Today is the tomorrow that you worried about yesterday.

Sunday 12 February 2012

Not just the wrong pair of trousers

This happened the week before last, during this admission.  I've changed the doctors' names as I've written it for my book, but I thought I'd share it with you as it is all the same.  It may undergo some editing before it makes it into the book, but the facts will remain the same.  I hope you enjoy it.

Not Just The Wrong Pair of Trousers

Dr Samson arrived with his registrar, Peter, and the junior doctor, Yas. The trio arranged themselves around my bed and observed the wheezing form that lay before them.

‘Yas,’ began Dr Samson, ‘seeing as you’re the only one with a stethoscope, can I borrow it, please?’

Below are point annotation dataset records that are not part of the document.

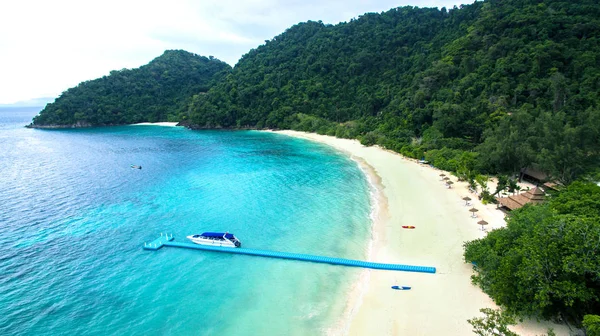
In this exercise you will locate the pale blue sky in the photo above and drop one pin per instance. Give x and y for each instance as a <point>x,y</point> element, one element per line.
<point>49,46</point>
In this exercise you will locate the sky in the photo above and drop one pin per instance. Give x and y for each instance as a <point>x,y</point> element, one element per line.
<point>47,47</point>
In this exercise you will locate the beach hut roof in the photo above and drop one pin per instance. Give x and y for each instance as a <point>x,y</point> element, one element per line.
<point>535,196</point>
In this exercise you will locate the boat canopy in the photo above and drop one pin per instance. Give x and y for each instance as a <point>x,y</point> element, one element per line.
<point>218,235</point>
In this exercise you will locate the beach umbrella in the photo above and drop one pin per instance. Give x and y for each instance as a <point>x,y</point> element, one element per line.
<point>482,223</point>
<point>473,210</point>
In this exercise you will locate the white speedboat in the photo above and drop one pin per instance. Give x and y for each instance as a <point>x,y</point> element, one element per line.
<point>223,239</point>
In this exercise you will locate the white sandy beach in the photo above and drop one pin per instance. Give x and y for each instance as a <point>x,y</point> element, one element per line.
<point>162,123</point>
<point>413,194</point>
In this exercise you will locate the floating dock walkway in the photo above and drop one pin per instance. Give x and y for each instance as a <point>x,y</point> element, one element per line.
<point>167,240</point>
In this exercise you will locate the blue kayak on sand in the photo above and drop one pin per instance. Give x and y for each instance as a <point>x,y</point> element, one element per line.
<point>401,287</point>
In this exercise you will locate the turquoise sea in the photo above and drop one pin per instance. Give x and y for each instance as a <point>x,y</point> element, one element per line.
<point>74,217</point>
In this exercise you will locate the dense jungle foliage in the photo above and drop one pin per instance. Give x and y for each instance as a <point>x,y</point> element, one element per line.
<point>157,91</point>
<point>494,86</point>
<point>490,87</point>
<point>546,262</point>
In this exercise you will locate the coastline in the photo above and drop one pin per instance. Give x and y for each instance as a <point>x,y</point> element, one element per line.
<point>413,194</point>
<point>160,123</point>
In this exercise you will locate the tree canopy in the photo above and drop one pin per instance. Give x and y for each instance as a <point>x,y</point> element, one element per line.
<point>495,86</point>
<point>157,91</point>
<point>545,262</point>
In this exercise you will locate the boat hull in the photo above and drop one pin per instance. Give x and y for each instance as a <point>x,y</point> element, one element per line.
<point>213,242</point>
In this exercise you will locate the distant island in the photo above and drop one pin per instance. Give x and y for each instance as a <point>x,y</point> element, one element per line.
<point>495,87</point>
<point>158,91</point>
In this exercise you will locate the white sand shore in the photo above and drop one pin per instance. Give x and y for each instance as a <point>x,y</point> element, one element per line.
<point>413,194</point>
<point>162,123</point>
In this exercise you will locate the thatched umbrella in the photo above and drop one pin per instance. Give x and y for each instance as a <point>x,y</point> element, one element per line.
<point>482,223</point>
<point>473,210</point>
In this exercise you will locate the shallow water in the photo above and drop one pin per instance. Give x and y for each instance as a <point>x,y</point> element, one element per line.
<point>74,217</point>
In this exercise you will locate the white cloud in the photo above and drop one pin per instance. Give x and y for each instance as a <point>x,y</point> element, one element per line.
<point>49,46</point>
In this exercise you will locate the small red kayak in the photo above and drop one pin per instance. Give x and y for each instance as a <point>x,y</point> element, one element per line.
<point>401,287</point>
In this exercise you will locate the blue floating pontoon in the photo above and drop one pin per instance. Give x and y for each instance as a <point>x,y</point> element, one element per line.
<point>167,240</point>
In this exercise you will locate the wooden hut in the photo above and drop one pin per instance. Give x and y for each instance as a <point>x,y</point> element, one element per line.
<point>535,196</point>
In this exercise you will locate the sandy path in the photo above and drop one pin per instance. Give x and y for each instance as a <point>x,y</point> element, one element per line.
<point>413,194</point>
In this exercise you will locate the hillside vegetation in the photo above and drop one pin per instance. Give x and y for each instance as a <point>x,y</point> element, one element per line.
<point>494,87</point>
<point>158,91</point>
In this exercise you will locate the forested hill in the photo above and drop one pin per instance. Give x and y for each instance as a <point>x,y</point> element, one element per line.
<point>157,91</point>
<point>493,86</point>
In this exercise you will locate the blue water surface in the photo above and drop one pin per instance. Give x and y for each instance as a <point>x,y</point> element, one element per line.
<point>74,217</point>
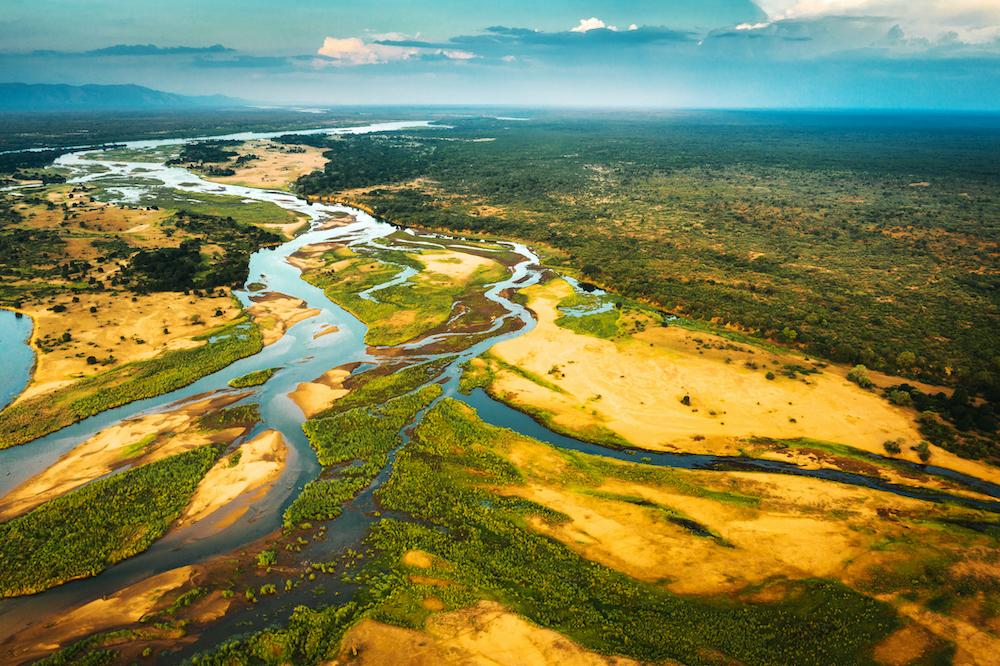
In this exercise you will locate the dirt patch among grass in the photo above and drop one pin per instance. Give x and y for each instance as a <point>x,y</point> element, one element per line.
<point>122,328</point>
<point>484,634</point>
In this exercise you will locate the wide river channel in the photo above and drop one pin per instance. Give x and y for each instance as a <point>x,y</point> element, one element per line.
<point>303,356</point>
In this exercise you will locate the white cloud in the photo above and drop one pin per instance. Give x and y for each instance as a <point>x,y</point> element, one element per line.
<point>452,54</point>
<point>349,51</point>
<point>356,51</point>
<point>593,23</point>
<point>973,21</point>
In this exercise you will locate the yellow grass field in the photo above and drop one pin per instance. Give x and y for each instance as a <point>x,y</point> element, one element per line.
<point>635,385</point>
<point>275,168</point>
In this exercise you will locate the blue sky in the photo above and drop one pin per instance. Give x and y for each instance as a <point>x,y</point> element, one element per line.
<point>919,54</point>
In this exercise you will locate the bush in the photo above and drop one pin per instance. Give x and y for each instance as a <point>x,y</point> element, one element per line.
<point>859,375</point>
<point>892,446</point>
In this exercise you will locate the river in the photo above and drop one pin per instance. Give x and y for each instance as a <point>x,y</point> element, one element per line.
<point>303,356</point>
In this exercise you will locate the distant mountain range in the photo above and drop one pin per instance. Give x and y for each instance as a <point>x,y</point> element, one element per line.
<point>59,97</point>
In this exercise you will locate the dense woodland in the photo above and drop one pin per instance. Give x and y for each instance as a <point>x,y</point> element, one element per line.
<point>866,240</point>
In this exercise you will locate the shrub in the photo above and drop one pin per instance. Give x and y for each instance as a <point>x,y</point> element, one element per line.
<point>859,375</point>
<point>892,446</point>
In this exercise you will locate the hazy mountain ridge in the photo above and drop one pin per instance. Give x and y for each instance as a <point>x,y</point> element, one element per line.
<point>62,97</point>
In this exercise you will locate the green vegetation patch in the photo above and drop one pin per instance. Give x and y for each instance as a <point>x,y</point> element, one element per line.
<point>599,325</point>
<point>255,378</point>
<point>441,478</point>
<point>171,370</point>
<point>373,389</point>
<point>81,533</point>
<point>358,441</point>
<point>401,312</point>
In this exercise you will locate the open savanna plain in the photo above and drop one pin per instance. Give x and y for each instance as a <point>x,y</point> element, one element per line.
<point>731,402</point>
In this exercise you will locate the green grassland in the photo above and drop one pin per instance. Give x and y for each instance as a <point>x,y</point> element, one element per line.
<point>239,210</point>
<point>354,446</point>
<point>81,533</point>
<point>166,372</point>
<point>255,378</point>
<point>483,549</point>
<point>402,312</point>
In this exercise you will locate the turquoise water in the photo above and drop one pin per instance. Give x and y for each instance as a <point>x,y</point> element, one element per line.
<point>16,357</point>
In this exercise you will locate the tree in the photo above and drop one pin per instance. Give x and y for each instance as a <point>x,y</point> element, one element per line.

Yas looked at her seniors and stuck her pen between her teeth while she juggled my bulging volume of notes into her left hand. With her right, she unravelled her stethoscope from where it hung draped around her neck, disentangling it from the plastic apron on which it kept getting snagged. Removing the pen from her mouth, and handing her stethoscope to Dr Samson, she tutted and said, ‘Really, a respiratory doctor coming to work without his stethoscope is like coming to work without your trousers!’

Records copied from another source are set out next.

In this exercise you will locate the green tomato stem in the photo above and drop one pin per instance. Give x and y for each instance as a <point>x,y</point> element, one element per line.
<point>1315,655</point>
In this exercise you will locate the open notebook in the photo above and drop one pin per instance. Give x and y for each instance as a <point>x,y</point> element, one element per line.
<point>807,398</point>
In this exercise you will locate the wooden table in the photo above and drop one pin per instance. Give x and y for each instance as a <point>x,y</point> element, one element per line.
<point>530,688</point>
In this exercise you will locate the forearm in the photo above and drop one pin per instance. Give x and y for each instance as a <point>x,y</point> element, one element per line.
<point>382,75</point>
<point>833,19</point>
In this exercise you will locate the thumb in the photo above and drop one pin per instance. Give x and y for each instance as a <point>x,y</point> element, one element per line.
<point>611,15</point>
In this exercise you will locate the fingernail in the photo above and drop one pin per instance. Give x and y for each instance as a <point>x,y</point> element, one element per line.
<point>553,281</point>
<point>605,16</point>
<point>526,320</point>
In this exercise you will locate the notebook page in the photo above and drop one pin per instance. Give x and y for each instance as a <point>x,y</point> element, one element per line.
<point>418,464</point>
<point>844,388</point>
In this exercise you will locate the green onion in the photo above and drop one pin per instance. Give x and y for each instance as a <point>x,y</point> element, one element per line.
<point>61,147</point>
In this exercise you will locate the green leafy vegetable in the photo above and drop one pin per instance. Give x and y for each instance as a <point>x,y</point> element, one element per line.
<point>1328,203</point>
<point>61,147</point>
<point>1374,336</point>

I spluttered a wheezy laugh and, closing my eyes, pinched the bridge of my nose with my thumb and forefinger. With a slow shake of my head I said, ‘You know, I really shouldn’t have that image in my head,’ which triggered giggles in Yas and feet-shuffling from Peter.

Dr Samson abandoned the beginnings of an excuse, instead saying, ‘I suppose that as I’m borrowing your stethoscope I can’t really tell you off,’ but any authority he may have had with this was lost by the increasing redness to his face.

Unable to shake from my mind the image of my asthma consultant arriving in my hospital room in his underwear, I could only try to stifle resurging giggles while he listened to my lungs through my back. But with Yas standing at the end of the bed, it was all too easy to catch her eye and for the ridiculousness of the image to become infectious.

The disastrous consultation eventually came to an end, but with me and Yas caught up in school-girl giggles, Peter not knowing what to do with himself, and Dr Samson slightly flustered and extremely red-faced.

Dr Samson and Yas returned on another ward round visit two days later, the joke having walked right back in the room with them on their arrival. No reference was made to it throughout the consultation until the end, when Dr Samson and Yas were removing their gloves and aprons. I couldn’t resist but acknowledge Dr Samson’s remembrance of his stethoscope that morning by passing the comment, ‘I see you came to work with your trousers this morning.’

The colour shot up Dr Samson’s face and Yas spat out the laughter that had been bubbling within. Dr Samson shuffled out into the corridor with as much dignity as he could muster, whilst Yas left the room bent double and with the two of us giving glances of collusion.